До сих пор Синьков удачно оправдывал свою бездеятельность. Момент не подходил для энергичных действий. Поставленная им задача — войти в доверие к военкому и коллективу — слишком серьезна, чтобы рисковать. И, наконец, объективная неудача — они попали на второстепенный театр военных действий! Но если бы на месте прямого, немного наивного Воробьева был кто–нибудь более недоверчивый, — он уже разгадал бы эту гнильцу, которая завелась в сердце его товарища. Синьков понимал, что сегодня ему придется дать прямой и недвусмысленный ответ, и он оттягивал эту минуту в какой–то смутной надежде на то, что Воробьев сам поможет ему найти выход.
Сперва Воробьев счел, что Аркадий молчит, не освоившись еще с обступившей их темнотой и шумом нависающих над дорогой дерев. Но последний костер скрылся из виду, а Синьков еще не раскрыл рта, — он, с такой легкостью словесным потоком покорявший медлительного, вдумчивого Воробьева.
— Что же ты молчишь?
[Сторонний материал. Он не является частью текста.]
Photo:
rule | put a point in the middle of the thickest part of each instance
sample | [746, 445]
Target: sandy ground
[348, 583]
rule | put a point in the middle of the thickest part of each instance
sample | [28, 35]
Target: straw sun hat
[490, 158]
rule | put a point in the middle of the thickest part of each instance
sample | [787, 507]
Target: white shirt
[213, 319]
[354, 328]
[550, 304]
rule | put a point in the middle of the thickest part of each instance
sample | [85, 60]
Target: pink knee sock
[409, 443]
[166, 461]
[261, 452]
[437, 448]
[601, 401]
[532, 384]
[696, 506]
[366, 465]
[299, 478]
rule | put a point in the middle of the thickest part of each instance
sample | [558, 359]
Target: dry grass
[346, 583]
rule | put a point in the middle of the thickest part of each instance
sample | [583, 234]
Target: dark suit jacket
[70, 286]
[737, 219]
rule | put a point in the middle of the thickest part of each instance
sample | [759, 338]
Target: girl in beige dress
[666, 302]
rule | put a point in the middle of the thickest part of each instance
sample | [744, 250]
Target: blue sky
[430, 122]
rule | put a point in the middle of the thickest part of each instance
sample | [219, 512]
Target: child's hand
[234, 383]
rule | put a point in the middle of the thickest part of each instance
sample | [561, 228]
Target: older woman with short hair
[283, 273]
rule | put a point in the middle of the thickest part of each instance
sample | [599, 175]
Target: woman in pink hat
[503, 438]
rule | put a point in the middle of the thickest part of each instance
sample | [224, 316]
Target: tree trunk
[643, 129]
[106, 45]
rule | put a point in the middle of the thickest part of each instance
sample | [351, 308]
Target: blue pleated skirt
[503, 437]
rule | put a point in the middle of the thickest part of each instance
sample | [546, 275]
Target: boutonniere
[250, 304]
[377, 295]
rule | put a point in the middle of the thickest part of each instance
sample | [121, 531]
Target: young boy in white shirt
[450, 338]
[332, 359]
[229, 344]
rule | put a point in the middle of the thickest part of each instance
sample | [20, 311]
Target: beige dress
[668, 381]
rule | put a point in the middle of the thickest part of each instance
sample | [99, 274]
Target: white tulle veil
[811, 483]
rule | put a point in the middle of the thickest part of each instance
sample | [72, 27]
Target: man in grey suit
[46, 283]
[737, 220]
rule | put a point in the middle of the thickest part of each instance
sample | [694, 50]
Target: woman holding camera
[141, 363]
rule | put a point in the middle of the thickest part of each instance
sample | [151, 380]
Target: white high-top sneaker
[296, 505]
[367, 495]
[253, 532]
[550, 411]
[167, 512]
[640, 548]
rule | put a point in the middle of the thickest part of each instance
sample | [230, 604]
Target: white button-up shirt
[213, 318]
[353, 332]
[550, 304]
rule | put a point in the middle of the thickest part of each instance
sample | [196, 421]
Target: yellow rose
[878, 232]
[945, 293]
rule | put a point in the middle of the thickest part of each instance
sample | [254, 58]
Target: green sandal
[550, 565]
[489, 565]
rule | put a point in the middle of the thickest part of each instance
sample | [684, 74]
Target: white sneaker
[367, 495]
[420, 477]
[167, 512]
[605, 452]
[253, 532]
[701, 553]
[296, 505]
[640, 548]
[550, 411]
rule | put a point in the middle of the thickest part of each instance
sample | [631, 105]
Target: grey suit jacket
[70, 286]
Может быть, я неправ?
— Ты прав и неправ, Леонид.
Воробьев долго и терпеливо ждал, как раскроется эта классическая еще со времен софистов, может быть, прикрывающая какую–нибудь неожиданную мысль фраза.
— Возможно, что мы в ловушке, — медленно начал Синьков. — Следует почаще напоминать об этом. Следует подорвать конский состав и еще больше разложить массу. Наших сторонников гораздо меньше, чем можно было предполагать. Создается удобный момент безошибочно подсчитать наши реальные силы и попытаться разложить коллектив. Но ведь не исключена возможность, что мы пройдем по этому шоссе, как по Невскому. Ты слышишь — ни одного выстрела. А что, если на всем этом болоте нет ни одного неприятельского солдата? Куда в таком случае мы должны двинуться, захватив батарею? Как ты себе это представляешь?
— Но ведь так всегда было, так всегда будет.
— Неверно. Представь себе, что за нами пойдет партия белых. Что станет со всеми этими Савченками, Фертовыми, Холмушиными? Весь этот сброд заволнуется, как команда судна, наскочившего на мину. Впопыхах за нами кинется добрая половина людей. Коллектив будет охвачен паникой. Инициатива целиком будет в наших руках. Мы обезглавим партийную организацию — и через час будем по другую сторону фронта.
Как всегда, его аргументация в первую минуту казалась неотразимой Воробьеву. Они повернули в сторону бивуака. Завидев опять костры, Воробьев сказал:
— Значит, до первого выстрела?
— До первого выстрела на самом шоссе, — твердо повторил Синьков.
— Смотри, Аркадий, если и тогда ты не решишься, я за себя не отвечаю.